Si supponeva che la cometa si sarebbe schiantata sulla terra distruggendo il pianeta oin alternativa i gas tossici trasportati dalla sua coda ne avrebbero cancellato ogni forma di vita
o chissà cos'altro fosse accaduto.
In effetti avvenne un terremoto qui da noi in Irpinia. La terra cominciò a tremare.
Nella giornata del 6 giugno, fu avvertita una lieve scossa che non destò preoccupazioni e non
causò alcun danno.
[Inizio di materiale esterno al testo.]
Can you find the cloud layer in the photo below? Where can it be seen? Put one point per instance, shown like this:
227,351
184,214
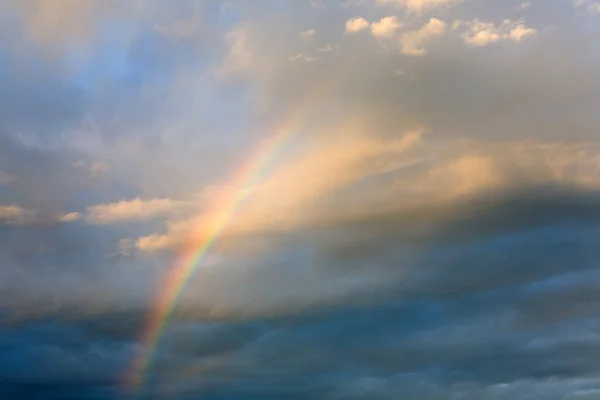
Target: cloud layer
427,228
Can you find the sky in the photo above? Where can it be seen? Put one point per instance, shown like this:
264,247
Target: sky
299,199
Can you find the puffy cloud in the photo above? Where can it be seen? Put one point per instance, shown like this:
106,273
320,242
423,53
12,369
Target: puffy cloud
15,214
590,6
70,217
418,5
133,210
356,24
308,34
413,42
386,27
468,246
483,33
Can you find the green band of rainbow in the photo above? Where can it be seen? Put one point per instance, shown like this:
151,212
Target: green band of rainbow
195,250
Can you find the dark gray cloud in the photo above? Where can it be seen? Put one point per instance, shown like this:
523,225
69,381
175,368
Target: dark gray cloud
493,293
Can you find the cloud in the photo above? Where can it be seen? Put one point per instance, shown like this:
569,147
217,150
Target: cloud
70,217
239,57
386,27
308,34
15,214
413,42
6,178
55,21
177,28
590,6
132,210
484,33
419,5
428,229
356,25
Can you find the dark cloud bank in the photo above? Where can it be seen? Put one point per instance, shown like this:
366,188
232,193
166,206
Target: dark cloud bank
493,296
495,300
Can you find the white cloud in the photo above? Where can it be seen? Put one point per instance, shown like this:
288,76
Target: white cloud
308,34
413,42
134,210
302,57
14,214
590,6
184,27
418,5
328,48
483,33
6,178
239,57
524,5
386,27
356,25
70,217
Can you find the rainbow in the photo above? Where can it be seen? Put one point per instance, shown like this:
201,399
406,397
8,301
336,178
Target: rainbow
194,251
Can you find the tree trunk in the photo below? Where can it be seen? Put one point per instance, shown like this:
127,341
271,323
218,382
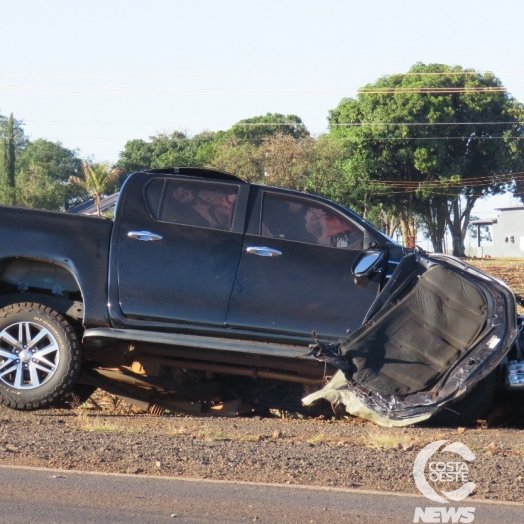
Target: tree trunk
458,224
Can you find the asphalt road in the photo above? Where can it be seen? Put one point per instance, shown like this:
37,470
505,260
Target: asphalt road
42,496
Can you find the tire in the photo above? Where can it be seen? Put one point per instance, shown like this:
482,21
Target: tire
475,405
39,356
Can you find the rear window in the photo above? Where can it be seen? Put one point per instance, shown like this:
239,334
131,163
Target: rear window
302,220
202,204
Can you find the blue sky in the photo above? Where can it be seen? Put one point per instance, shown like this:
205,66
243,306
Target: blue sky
94,74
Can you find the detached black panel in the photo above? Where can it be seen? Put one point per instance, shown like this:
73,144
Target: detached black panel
412,344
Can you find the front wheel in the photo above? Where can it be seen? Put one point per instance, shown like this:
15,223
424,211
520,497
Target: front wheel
39,356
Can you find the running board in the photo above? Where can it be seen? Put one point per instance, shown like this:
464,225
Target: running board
195,341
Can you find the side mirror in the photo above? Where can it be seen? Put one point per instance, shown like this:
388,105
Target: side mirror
367,263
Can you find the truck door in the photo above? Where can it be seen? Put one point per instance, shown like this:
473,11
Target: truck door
295,272
178,250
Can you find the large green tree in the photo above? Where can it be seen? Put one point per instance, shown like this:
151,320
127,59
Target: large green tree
431,143
98,180
43,171
164,150
7,174
258,128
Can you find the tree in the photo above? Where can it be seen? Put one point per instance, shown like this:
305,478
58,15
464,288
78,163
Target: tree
43,171
98,180
258,128
8,162
431,143
165,150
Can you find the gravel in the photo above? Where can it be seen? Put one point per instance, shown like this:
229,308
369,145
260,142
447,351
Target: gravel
347,453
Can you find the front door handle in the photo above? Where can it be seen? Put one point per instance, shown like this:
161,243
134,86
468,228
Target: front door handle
146,236
263,251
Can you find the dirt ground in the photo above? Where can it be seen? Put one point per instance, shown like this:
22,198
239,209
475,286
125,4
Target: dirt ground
347,453
109,436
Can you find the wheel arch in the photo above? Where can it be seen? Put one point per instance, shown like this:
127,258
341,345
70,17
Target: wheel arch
43,281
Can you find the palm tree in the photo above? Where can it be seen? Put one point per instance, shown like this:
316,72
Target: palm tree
97,180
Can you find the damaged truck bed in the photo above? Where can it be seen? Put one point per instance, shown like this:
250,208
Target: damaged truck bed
438,328
203,293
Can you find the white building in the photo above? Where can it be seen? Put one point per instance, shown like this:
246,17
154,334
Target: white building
507,232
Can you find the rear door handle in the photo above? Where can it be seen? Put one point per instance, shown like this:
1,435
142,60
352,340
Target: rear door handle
263,251
146,236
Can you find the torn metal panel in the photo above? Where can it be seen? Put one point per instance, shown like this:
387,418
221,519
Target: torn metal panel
340,396
436,330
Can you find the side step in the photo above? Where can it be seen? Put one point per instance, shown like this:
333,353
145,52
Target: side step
97,336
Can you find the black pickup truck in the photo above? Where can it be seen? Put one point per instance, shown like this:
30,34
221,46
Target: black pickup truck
203,293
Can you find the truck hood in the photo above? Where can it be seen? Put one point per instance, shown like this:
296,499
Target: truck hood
438,327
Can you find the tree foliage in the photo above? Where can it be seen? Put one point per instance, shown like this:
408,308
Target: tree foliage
165,150
98,180
44,169
429,136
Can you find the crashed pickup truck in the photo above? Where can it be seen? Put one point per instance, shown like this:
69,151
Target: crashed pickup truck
205,293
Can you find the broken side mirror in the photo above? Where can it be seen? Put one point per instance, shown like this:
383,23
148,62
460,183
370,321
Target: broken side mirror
367,263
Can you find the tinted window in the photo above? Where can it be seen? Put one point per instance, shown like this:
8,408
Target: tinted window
302,220
203,204
153,194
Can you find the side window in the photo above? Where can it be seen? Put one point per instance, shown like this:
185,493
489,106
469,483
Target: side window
153,192
203,204
303,220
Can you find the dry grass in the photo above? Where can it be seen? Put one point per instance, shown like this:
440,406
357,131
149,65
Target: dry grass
389,438
510,270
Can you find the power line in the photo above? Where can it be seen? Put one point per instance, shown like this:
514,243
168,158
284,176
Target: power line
253,75
105,90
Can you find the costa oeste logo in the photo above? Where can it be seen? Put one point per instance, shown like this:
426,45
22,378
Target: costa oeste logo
440,472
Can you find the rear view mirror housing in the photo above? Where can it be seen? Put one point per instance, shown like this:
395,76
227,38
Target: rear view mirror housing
367,263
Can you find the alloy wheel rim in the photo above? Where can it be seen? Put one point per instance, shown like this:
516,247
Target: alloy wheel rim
29,355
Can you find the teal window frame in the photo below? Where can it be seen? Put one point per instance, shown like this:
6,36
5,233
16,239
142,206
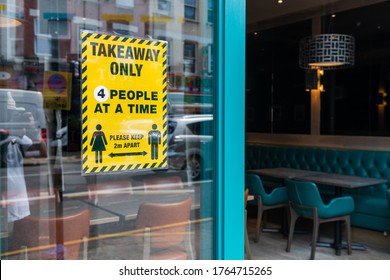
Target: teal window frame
230,128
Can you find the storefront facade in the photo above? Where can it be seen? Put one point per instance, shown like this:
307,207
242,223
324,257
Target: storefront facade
110,107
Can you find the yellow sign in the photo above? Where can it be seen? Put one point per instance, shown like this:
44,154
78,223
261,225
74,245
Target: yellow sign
124,103
57,88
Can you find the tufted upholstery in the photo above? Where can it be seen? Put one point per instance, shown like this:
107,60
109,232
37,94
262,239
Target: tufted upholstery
371,207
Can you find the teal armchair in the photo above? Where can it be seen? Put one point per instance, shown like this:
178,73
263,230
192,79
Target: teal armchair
277,198
305,201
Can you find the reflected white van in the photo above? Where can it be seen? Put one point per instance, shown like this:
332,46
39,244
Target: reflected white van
29,103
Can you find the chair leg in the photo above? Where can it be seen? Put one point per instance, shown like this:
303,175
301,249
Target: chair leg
314,236
293,218
85,248
247,246
188,243
349,238
259,219
146,247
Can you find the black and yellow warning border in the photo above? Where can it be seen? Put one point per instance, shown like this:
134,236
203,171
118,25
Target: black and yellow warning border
87,93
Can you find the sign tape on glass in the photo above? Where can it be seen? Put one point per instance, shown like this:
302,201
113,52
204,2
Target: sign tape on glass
124,103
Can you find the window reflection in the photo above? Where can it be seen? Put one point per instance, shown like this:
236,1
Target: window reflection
41,56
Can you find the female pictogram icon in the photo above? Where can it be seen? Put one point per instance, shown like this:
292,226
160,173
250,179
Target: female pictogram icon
98,143
154,138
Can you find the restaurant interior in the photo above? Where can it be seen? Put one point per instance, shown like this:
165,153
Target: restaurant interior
309,110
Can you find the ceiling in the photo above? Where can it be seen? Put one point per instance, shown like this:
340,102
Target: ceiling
265,14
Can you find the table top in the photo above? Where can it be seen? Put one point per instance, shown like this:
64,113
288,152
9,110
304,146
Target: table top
67,207
282,172
126,206
343,181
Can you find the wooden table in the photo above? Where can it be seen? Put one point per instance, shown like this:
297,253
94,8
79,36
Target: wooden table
97,216
282,172
340,182
126,206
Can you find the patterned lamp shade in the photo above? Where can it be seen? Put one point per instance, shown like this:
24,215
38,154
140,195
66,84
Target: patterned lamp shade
327,51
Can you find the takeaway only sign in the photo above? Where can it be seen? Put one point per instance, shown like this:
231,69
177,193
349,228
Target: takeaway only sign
124,103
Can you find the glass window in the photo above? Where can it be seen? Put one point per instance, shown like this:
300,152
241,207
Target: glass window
164,6
189,57
190,7
105,121
210,11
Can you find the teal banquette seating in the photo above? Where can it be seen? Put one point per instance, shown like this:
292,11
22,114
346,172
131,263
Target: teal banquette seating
372,209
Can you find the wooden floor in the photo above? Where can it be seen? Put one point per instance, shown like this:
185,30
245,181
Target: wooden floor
272,246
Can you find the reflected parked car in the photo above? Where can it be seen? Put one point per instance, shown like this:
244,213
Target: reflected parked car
188,136
61,138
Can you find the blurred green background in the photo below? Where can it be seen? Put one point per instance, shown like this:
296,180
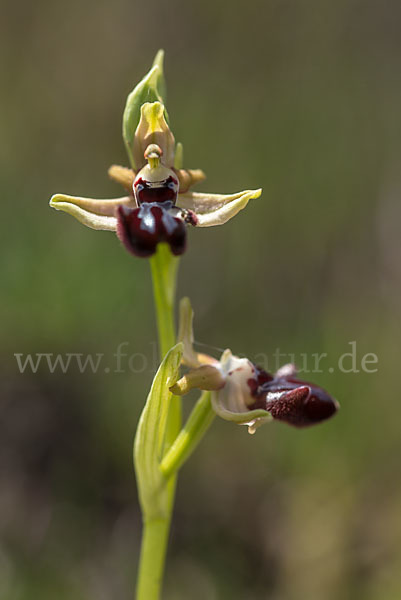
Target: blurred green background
300,98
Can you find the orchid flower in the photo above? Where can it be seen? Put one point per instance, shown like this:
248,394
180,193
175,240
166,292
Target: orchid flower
245,393
158,204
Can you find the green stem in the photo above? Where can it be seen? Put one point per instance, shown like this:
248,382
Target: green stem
156,528
187,440
153,554
164,274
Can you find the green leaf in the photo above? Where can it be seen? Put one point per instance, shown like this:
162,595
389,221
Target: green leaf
151,88
150,438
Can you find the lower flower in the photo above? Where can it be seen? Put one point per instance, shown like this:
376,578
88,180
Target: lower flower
246,394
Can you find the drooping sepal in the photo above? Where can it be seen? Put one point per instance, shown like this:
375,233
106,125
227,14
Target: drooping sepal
96,214
216,209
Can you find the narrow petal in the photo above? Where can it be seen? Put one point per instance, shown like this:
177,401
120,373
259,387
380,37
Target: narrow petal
216,209
97,214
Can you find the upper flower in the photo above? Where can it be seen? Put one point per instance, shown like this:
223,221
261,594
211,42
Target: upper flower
158,205
246,394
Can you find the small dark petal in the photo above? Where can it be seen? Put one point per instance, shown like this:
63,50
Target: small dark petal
290,406
178,238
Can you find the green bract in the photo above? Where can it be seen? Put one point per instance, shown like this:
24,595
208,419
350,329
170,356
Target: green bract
150,437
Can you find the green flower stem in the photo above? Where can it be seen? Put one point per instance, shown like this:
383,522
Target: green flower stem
153,555
156,527
164,274
187,440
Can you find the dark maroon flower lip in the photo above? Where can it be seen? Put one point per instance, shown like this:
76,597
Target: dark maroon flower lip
142,229
291,400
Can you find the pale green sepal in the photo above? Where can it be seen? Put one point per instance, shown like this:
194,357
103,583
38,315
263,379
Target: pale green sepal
153,129
151,88
96,214
150,436
215,209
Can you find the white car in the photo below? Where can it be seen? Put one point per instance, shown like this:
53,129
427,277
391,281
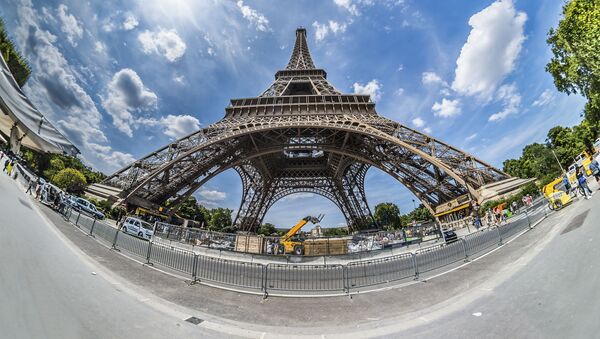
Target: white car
138,227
In quella successiva invece il sisma, con epicentro a Calitri, fece registare
circa 40 vittime. Gravi i danni all'abitato, quasi integralmente lesionato, che subì anche il
crollo di circa il 30% delle case. Il terremoto interessò anche altre 40 località dell’Irpinia,
la scossa causò lesioni, fenditure, caduta di cornicioni e di muri. Crolli ed ingenti danni alle opere
d’arte, in particolare a chiese e monumenti, si ebbero a Nusco, San Nicola Baronia, San Sossio e Zungoli.
Nei paesi di San Fele, Carife e Ruvo del Monte vi furono cedimenti di abitazioni.
Altre gravi lesioni furono riscontrate negli edifici di Castel Baronia, Flumeri, Guardia dei Lombardi,
San Nicola Baronia, Sant'Andrea di Conza, Sant'Angelo dei Lombardi e Vallata.
Si verificarono inoltre frane, ed avarie alla rete stradale ed a quella idrica, in molti fiumi e
sorgenti fu altresì notato l’intorbidamento delle acque ed una riduzione della loro portata.